TRANSPARENT MIRROR
Albert Mertz and Lone Mertz
Stalke Galleri, Kirke Sonnerup
1.10.2011 to 11.11.2011.
Info:
THE TRANSPARENT MIRROR
ALBERT MERTZ AND LONE MERTZ
STALKE GALLERY - KIRKE SONNERUP
Stalke Gallery, Kirke Sonnerup, has invited Lone Mertz to create an exhibition based on the collaboration she had with Albert Mertz from 1974 until his death in 1990. The exhibition will include both known and unknown works, old and new, which form a cohesive installation.
Albert Mertz lived his life through a variety of artistic expressions, methods, and media, but as he often stated, "the differences are the same"! It was not about a specific style or form but rather about the most precise articulation of content and meaning, which repeatedly became the subject of new investigations and questions.
For part of his life, until his death in 1990, Albert Mertz worked in-depth with a philosophy of existence, which led him to explore the relationship between the colors red and blue—an interest that manifested in a Tibetan worldview.
This is the trail Lone Mertz continues to follow. A glass box she created for Glænø Beach in Denmark in 1993 was later relocated to a site in the Himalayas at an altitude of 4,400 meters, where it still stands today in the mountains as a "fifth window" in a Tibetan temple. Like a blessing, it casts symbolic light on Albert Mertz’s final presentation of red and blue.
Albert Mertz’s 1972 presentation at Den Frie in Copenhagen was accompanied by the work "Painted Windows," 7 photographs printed on canvas and then painted over with paintings. The photographs depicted newly painted, blending, and thereby illusory windows that could not be seen through.
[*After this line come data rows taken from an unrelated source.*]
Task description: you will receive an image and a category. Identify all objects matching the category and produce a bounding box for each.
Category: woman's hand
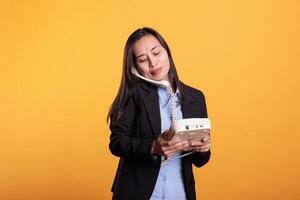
[190,135,211,153]
[152,128,189,157]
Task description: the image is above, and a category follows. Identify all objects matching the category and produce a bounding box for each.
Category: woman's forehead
[133,35,161,53]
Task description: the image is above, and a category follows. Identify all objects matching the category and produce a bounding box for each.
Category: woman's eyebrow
[136,46,159,58]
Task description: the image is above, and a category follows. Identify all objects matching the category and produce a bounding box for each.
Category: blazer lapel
[144,87,161,138]
[181,88,196,119]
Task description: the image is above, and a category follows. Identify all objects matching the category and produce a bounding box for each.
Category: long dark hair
[106,27,181,123]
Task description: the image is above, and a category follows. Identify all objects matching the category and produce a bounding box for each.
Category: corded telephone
[132,67,211,165]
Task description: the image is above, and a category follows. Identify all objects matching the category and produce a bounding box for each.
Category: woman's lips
[150,68,161,76]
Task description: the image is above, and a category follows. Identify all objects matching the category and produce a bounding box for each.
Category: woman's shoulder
[180,82,204,97]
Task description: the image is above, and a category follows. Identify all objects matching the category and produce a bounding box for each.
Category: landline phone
[132,67,211,165]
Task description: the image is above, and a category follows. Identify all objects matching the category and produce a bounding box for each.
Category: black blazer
[109,82,210,200]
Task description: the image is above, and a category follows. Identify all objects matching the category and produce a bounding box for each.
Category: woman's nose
[149,56,157,67]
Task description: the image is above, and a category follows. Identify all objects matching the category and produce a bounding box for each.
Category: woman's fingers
[162,140,189,156]
[192,143,211,152]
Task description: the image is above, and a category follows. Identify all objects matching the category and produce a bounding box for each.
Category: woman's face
[133,35,170,81]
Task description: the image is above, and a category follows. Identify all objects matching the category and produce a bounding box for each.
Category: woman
[108,28,211,200]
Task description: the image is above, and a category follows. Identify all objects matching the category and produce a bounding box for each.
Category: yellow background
[0,0,300,200]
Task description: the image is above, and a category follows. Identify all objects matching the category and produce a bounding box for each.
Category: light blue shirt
[150,87,186,200]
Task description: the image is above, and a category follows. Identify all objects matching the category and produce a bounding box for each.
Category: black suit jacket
[109,82,210,200]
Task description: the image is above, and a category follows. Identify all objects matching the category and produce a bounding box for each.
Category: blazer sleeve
[190,91,211,167]
[109,95,153,160]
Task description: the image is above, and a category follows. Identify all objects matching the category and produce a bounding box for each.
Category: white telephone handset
[132,67,211,165]
[131,67,170,87]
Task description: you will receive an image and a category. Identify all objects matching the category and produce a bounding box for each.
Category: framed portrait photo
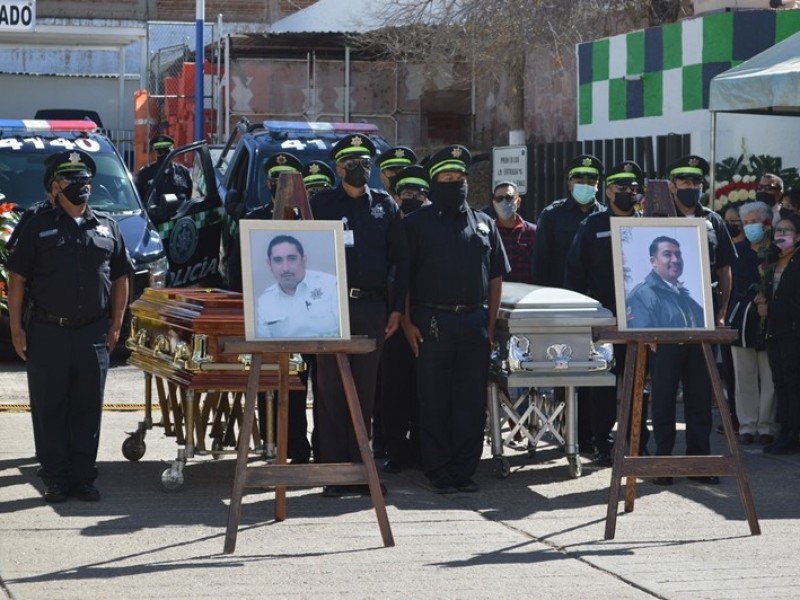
[611,217,714,331]
[239,219,350,341]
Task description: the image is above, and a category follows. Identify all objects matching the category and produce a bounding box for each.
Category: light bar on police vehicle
[0,119,97,132]
[262,121,379,134]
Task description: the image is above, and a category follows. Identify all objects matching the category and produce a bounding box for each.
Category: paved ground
[0,363,800,600]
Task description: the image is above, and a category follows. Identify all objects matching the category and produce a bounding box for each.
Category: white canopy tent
[708,33,800,195]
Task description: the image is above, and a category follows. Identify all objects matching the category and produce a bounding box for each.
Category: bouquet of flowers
[0,202,19,314]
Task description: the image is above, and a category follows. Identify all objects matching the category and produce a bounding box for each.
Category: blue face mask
[572,183,597,204]
[744,223,764,244]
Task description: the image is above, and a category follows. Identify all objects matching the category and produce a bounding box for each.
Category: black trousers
[650,344,711,455]
[314,298,386,462]
[414,307,490,480]
[27,318,108,487]
[374,331,420,465]
[767,338,800,442]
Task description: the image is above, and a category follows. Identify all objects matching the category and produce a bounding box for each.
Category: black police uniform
[403,157,510,486]
[311,185,407,462]
[650,157,736,455]
[8,207,133,490]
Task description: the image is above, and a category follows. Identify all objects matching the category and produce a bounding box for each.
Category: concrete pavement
[0,358,800,600]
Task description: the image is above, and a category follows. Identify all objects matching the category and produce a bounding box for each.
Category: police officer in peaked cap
[648,154,736,485]
[564,160,648,467]
[303,160,336,199]
[375,146,417,201]
[311,133,408,496]
[7,150,133,502]
[403,145,510,494]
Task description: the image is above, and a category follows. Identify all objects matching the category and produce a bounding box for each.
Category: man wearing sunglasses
[311,134,408,496]
[564,160,648,467]
[7,150,133,502]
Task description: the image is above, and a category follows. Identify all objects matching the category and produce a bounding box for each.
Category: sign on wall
[492,146,528,194]
[0,0,36,31]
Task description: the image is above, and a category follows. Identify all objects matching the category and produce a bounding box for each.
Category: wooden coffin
[125,288,305,391]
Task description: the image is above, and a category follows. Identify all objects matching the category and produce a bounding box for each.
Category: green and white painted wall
[577,10,800,171]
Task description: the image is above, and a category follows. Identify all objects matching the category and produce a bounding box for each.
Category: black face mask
[725,222,742,238]
[756,192,775,206]
[61,183,91,206]
[614,192,636,212]
[676,188,703,208]
[343,166,369,187]
[400,198,422,215]
[431,179,469,212]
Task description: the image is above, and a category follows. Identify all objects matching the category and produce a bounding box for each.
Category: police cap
[606,160,644,185]
[43,150,97,191]
[427,144,472,180]
[330,134,375,162]
[375,146,417,171]
[150,133,175,152]
[567,154,603,179]
[394,165,431,194]
[303,160,336,187]
[264,152,303,177]
[667,154,708,181]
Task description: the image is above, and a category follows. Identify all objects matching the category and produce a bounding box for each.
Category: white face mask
[572,183,597,204]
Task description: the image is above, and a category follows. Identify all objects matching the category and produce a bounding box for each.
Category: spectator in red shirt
[492,181,536,283]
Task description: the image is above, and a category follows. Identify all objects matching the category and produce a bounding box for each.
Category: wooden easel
[593,327,761,540]
[219,337,394,554]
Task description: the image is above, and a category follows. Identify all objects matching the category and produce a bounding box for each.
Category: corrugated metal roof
[270,0,396,33]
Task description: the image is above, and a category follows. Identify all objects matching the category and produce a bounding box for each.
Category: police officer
[564,160,648,467]
[373,165,430,473]
[303,160,336,199]
[8,150,133,502]
[311,134,407,496]
[533,154,603,452]
[228,152,314,464]
[375,146,417,201]
[650,155,736,485]
[403,145,510,493]
[135,134,193,210]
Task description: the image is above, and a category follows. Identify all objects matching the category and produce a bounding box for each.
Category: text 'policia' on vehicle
[0,119,168,310]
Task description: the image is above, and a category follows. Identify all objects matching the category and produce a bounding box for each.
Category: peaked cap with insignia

They spoke of art that no longer needed transparency or a relation to the everyday world, art that blended in and installed itself, shutting off from its conventions.
Art in the exhibition space and gallery is a closed affair, one with a clear purpose. But the red-and-blue proposition still shows, perhaps as a kind of reserve, a path toward life's diversity, where the creative ability is the essential blueprint for humanity?
Lone Mertz has curated several exhibitions with Albert Mertz's works. Most recently, in 2010, she presented them at Kunsthalle Lingen in Germany, where some of the most significant pieces and large reconstructions of painted walls were exhibited. On October 6, 2011, the Daimler Contemporary in Berlin featured "Conceptual Tendencies 1960s to today," including 25 works by Albert Mertz, marking the first time his works found a place in German art institutions outside Denmark. This year, the long-awaited book on Albert Mertz, titled "Mertz om Mertz" (Mertz on Mertz), will be published by Vandkunsten Press.